Success wasn’t overnight.
Nour bravely left her forced marriage in 2013. She spoke little English, had no family or friends and no exposure to life outside the house. Once she and her children moved into a domestic violence shelter, the possibilities of life began to open up. It was during this time that she learned about the Institute’s Nursing Assistant training.
“It’s been a tough journey. It’s been a lot of work, a lot of effort, a lot of consistency, a lot of tears … But if we really want to do something – really want it so bad – we can totally do it. I think it’s possible.”
A Bold First Step
Her first, bold step into the classroom would change the direction of Nour and her children’s lives forever.
“I was a single parent with five kids. I was very overwhelmed at the beginning. I didn’t know if I could do it,” Nour said. “Then I started, and I was in love with the staff and the materials I was diving into. I learned about budgeting. I improved my English. I learned a lot.”
Her motivation? Supporting herself and her children.
“For the first time in my life, I had a career. It felt amazing. Accomplishing, confident, strong.
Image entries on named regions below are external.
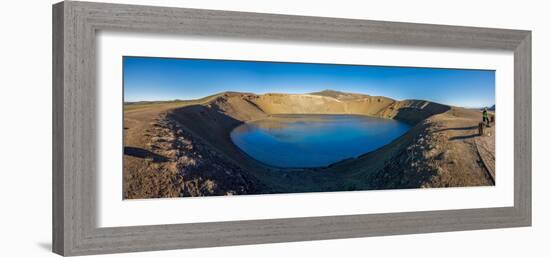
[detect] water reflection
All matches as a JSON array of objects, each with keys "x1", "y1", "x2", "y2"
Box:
[{"x1": 231, "y1": 115, "x2": 410, "y2": 168}]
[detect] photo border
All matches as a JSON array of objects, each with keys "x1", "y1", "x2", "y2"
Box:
[{"x1": 52, "y1": 1, "x2": 532, "y2": 255}]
I was proud to have a job,” Nour said. “I was always told I would never be anything.”
During that time she also trained for and completed the Twin Cities Marathon, which she said helped with “clarity of mind.” Working as a nursing assistant helped her and her family become self-sufficient.
She credits an Institute teacher for encouraging her – a memory she still thinks about, almost a decade later, as she writes those sticky notes to herself.
“She would whisper in my ear, ‘You can do it.’ I believed her,” Nour said. “I still hear her voice whisper in my ear.”